Monday, February 15, 2016

Review: Tipping the Valet, by K. K. Beck.

Valet Tyler Benson faces more than just cranky customers in Tipping the Valet: A Workplace Mystery, K. K. Beck's first mystery in more than 15 years. Tyler's father has saddled him with a huge debt after pursuing a losing culinary scheme, placing the family in danger of losing their home; his fellow valets seem embroiled in something shady; and the attractive hostess of Ristorante Alba where he works does not seem to realize he exists. Further complications ensue when an attempt is made on the life of dot.com entrepreneur and restaurant patron Scott Duckworth, his father's former boss, and a body is found in a trunk that just so happens to have Tyler's fingerprints on it. Hapless but scary Eastern European gangsters pressuring the restaurant owners also add to Tyler's problems.

Beck's trademark sense of humor and sure plotting provide an enjoyable read for mystery fans. It's great to have her back.

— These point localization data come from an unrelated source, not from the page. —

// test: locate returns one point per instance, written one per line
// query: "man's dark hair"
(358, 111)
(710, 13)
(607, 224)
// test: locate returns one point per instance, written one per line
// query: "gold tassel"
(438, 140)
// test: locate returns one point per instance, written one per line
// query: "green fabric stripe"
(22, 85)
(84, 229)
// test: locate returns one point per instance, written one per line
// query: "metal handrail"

Tuesday, February 09, 2016

Murder in the Private Car (1934).

After a switchboard operator learns that she is an heiress, she becomes the target of kidnapping on a train. The film, which features Charles Ruggles, Una Merkel, Walter Brennan, Sterling Holloway, and an actor in a gorilla suit, is based on the play "The Rear Car" by Edward E. Rose.

Monday, February 08, 2016

Tom Williams on Chandler's life and work.

In part 1 of a two-part episode of the podcast The Soul of California, author Tom Williams (A Mysterious Something in the Light) discusses influences on Raymond Chandler's life and work with podcast host Richard Dion.

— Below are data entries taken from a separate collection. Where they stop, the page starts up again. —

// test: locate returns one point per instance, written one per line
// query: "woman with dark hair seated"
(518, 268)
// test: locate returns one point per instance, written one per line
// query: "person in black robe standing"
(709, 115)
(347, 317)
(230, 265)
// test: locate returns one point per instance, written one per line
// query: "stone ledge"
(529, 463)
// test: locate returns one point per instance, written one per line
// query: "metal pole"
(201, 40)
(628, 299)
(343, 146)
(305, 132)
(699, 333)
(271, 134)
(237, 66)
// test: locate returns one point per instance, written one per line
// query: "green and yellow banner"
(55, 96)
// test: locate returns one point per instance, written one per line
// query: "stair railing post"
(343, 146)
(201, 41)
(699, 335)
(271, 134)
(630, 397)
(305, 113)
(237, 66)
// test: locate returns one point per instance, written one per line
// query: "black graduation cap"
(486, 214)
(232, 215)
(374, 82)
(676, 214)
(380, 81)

Update: Part 2 of the podcast (which discusses Chandler's classic essay "The Simple Art of Murder" and the portrayal of Philip Marlowe) is now posted.

Tuesday, February 02, 2016

The Ninth Guest (1934).

Before Christie's And Then There Were None, penthouse partygoers in The Ninth Guest are informed by radio broadcast that they will be murdered one by one. The film is based on a play by Owen Davis and the novel The Invisible Host by Bruce Manning and Gwen Bristow. According to the 15 Feb. 1934 New York Sun, "Manning was on the [New Orleans Times] Picayune and Miss Bristow was on the Item. They both were assigned to cover a hanging in St. Mary's parish. There they were married—in the courthouse basement by a blind justice of the peace." (The Sun has swapped the papers—Bristow wrote for the Picayune and Manning for the Item.) Manning also was a screenwriter and director who worked on some film projects with Vera Caspary and Deanna Durbin, and Bristow is known for her Plantation trilogy.